肌萎缩侧索硬化（ALS）是一种严重致死性神经变性疾病，研究表明miRNA 异常表达参与了ALS的发病，然而其具体机制不清。申请者前期工作发现 ALS 患者和SOD1G93A小鼠miR-183表达降低，细胞实验发现miR-183影响了NSC34细胞的增殖和凋亡，结合基因表达谱结果，推测miR-183可能通过EGR1介导的PI3K-Akt和p53通路在ALS运动神经元的死亡中发挥重要作用。本研究拟通过干扰NSC34细胞或小鼠原代神经元中miR-183或EGR1的表达，观察这两种细胞生物行为学的改变，检测PI3K-Akt和p53通路相关分子的表达变化，明确miR-183-EGR1在神经元凋亡坏死中的作用机制；同时在动物水平，检测不同时期miR-183过表达/表达抑制的SOD1G93A小鼠脊髓、大脑皮层运动神经元的丢失，胶质细胞的增生，探讨miR-183对ALS发生发展的影响。

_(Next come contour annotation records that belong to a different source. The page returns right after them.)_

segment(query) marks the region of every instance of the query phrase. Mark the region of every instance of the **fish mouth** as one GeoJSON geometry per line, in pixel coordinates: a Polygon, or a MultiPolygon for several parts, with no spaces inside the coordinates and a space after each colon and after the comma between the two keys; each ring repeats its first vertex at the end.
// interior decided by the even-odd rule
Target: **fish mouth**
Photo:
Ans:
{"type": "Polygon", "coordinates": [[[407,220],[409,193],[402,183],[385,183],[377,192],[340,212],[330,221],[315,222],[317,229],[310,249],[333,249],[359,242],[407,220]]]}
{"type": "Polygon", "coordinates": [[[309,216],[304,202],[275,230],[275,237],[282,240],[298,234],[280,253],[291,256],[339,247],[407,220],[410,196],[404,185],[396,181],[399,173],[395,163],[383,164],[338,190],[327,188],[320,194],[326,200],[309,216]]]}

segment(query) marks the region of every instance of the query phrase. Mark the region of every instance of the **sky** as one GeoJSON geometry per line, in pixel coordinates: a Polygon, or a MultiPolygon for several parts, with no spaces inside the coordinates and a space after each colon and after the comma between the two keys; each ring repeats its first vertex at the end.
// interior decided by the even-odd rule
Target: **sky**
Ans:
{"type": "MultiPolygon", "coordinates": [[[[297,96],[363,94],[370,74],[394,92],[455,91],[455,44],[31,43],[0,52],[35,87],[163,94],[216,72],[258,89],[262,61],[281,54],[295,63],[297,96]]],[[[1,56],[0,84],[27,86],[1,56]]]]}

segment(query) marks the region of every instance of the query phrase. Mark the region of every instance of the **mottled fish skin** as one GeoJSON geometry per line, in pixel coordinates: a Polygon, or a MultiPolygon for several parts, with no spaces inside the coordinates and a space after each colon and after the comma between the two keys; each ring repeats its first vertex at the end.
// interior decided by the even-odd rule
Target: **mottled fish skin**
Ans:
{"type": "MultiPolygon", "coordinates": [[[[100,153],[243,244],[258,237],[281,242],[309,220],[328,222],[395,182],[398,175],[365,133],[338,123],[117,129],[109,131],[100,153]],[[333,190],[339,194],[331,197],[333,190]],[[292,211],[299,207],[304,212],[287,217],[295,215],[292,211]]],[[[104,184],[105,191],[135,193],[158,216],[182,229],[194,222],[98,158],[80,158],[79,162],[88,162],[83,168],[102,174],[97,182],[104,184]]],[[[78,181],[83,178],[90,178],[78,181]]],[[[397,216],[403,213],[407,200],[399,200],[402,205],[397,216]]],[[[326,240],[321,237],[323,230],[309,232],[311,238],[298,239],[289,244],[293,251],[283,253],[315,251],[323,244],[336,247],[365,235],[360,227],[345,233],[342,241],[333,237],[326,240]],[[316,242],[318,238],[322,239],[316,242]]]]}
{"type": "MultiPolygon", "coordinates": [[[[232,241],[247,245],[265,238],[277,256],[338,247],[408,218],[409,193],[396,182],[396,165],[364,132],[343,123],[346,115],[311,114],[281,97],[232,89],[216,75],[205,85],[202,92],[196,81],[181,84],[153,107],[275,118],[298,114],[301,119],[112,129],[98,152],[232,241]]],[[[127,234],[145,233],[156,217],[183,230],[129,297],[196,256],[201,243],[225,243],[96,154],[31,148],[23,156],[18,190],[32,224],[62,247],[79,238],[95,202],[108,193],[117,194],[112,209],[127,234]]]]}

Amyotrophic lateral sclerosis (ALS）is a fatal neurodegenerative disease that mainly affects pyramidal upper motor neurons in the motor cortex and lower motor neurons in the brainstem and spinal cord. Accumulative evidences suggest dysregulation of microRNAs has emerged as a new mechanism involved in ALS pathogenesis, although the accurate pathogenic mechanism of ALS remains unclear. In our previous study, compared with PD and healthy controls, we found the expression of miR-183 was specifically decreased in ALS. In addition, the lower-expression of miR-183 was also found in the leukocytes and gastrocnemius of the pre-symptomatic (60 days after born) and early symptomatic (90 days after born) stage SOD1G93A mice than that in wild type mice. In cell experiment, we found over-expression of miR-183 promoted NSC34 cells proliferating, and suppressed NSC34 cells apoptosis by transfected the miR-183 mimics. Combination the results of the mRNA microarray by transfecting miR-183 mimics or miR-183 inhibitor and bioinformatics analysis, we speculate miR-183/EGR1/PI3K-Akt and miR-183/EGR1/p53 axis play an important role in the development of ALS. In the present project, we plan to fully explore the role and pathogenesis of miR-183 in amyotrophic lateral sclerosis by cell and animal experiments. In the NSC34 cell and primary mice neuron, we will analyze the cell cycles, proliferation and apoptosis after over-expression or down-expression of miR-183 or EGR1, and detect the expression of the relevant mRNA/protein of PI3K-Akt and p53 signaling pathway, in order to certify the pathogenic mechanism of miR-183-EGR1 involve in the neuronal death. In addition, we will prepare over-expression or down-expression of miR-183 of SOD1G93A mice by medullary cavity injection, the loss of neuron and proliferation of neuroglia will be tested in the different stage of these mice after born, such as 30 days, 60 days and 90 days, in order to reveal the role of miR-183 are related to the development and progression of ALS. Overall, the results of the present project will provide novel insights into the mechanisms of miR-183 contribute to ALS, and identify genes and pathways as potential targets for further development of the therapeutic reagents.